Of course, combining two of my favorite P's (Parker, Paris) endears me to it greatly (all that's missing is the Pet Shop Boys' soundtrack). Cause you know she goes to Paris to find Julien. Her scenes there with Drea De Matteo are a comical delight, but it is Posey's ability to balance the humor with turmoil that makes it her best acting credit to date. Make no mistake, the film is Posey's most humanely dark. Her misery is heartwrenching, but it does provoke a personal liberation. Cause, yes, it being a RomCom, she comes to the realization that she so desperately needs. And this moment is of such great importance that the film's final (if not entirely guessable) surprise seems but a pleasant addendum.
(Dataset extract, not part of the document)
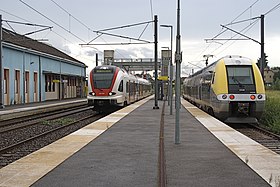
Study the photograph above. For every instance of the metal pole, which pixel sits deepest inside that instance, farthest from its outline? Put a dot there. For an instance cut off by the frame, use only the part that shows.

Mary's all grown up. Well, she's on the right track, anyway. The film really could be viewed as a thematic sequel to Party Girl - just swap Judy Lindendorf (Sasha Von Scherler) for Gena and the gay guy for Drea (neither are much of a stretch). What happens when the lights come up and you're 35? Thanks to Parker, I kind of know what to expect. Thank god I've got a decade to prepare...

1 Comments:

Blogger reassurance said...

I'm glad you pointed out the eternal flaw of Broken English, being the equation of Nora's happiness and her finding of her man. The answer to her problems trivializes her (very) human complexities that transpire through the rest of the film. I, like you, have looked past this fault, blamed it on Zoe, and adored the film for all that is Parker (which not a lot of people did).

Also, I must admit that I adore the title of this blog entry.